The Difference Between Zero Blocks and Unallocated Blocks in VMDK Files

VMware vSphere introduced thin provisioning, to enable less disk space to be used for virtual machines. Previously, to quote a VMware performance study on thin provisioning, administrators needed to estimate how much storage space their virtual disks would take up to support current usage AND future growth, and pre-allocate that entire storage space. Now, thin provisioning allows virtual disks to use only the amount of storage space they currently need.

To enable this improvement, VMware now defines two different types of "empty" blocks: blocks which are unallocated in the VMDK and blocks which have zeros written into them.

Again citing the VMware performance study, zeroing is the process whereby disk blocks are overwritten with zeroes to ensure that no prior data is leaked into the new VMDK that is allocated with these blocks. Zeroing can happen at the time that a virtual disk is created (create-time), as for eager thick disks. Zeroing can also happen on the first write to a VMFS block (run-time), as for default (thick) and thin disks.

Most importantly in the context of backup, thin VMDK file blocks are not written during non-write operations like read and backup. Reading an unallocated block returns zeros -- but doesn't write those zeroes into the block. Physical storage is not allocated until a write occurs.

What This Means for CBT?

Change Block Tracking (CBT) is provided in VMware vStorage API to track the changed blocks in the VMDK file. As it turns out, CBT ALSO tracks the unallocated blocks. CBT is the only known technology for tracking unallocated blocks in the image and preventing them from having to be read during backup operations.

How this Compares to ABM?

Active Block Mapping (ABM), which is patent-pending from Vizioncore, tracks active blocks in the VMDK file. As it turns out, ABM ALSO tracks the zero blocks. ABM is the only known technology for tracking zero blocks in the image and preventing them from having to be read during backup operations.
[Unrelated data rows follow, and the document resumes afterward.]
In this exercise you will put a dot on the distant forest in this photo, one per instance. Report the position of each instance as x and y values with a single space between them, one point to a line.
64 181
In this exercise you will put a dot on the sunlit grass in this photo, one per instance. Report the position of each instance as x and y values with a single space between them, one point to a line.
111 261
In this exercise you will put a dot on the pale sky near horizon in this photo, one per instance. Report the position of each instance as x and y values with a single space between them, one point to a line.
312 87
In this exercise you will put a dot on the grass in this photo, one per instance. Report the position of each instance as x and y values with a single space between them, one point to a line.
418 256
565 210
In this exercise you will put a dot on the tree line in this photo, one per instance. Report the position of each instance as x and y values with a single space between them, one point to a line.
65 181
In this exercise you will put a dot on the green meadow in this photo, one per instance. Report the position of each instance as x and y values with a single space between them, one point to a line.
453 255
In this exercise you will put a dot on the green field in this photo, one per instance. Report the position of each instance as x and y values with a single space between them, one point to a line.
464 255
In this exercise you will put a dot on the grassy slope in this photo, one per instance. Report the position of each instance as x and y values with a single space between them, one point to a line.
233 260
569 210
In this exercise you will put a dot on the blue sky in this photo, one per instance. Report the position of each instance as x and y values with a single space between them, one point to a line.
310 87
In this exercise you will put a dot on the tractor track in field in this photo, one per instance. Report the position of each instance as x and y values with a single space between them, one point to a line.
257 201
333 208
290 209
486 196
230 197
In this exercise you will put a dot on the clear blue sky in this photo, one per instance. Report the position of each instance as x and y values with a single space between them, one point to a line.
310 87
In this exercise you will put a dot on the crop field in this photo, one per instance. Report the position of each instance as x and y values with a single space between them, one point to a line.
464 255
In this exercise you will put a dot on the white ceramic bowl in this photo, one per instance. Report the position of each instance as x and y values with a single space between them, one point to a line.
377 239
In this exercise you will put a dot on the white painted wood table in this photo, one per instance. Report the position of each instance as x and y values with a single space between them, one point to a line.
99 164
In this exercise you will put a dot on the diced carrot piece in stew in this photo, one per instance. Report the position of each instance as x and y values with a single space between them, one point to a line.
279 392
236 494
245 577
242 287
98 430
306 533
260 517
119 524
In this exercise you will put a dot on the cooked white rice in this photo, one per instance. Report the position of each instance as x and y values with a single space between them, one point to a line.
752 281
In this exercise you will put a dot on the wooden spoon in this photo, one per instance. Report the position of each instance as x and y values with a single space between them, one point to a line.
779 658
Combine CBT and ABM for EVERY Backup Operation

It might seem as though CBT will only benefit incremental or differential backup operations. But, the truth is that CBT also improves full backup by avoiding the read of unallocated blocks from the image. So, here is a summary of how ABM and CBT work together to benefit backup operations:

  • ABM benefits the first full and continues the benefit through every subsequent incremental/differential
  • CBT turns out to benefit fulls as well as incremental/differentials, by eliminating the need to read unallocated blocks
  • ABM is unique in being able to avoid the read of zero blocks

Did You Hear that ABM Only Benefits Fulls?

That's wrong. ABM certainly benefits full backups. But, ABM continues to offer the same benefit on subsequent incremental/differential backups by keeping the same inactive data out of those backups as was kept out of the initial full.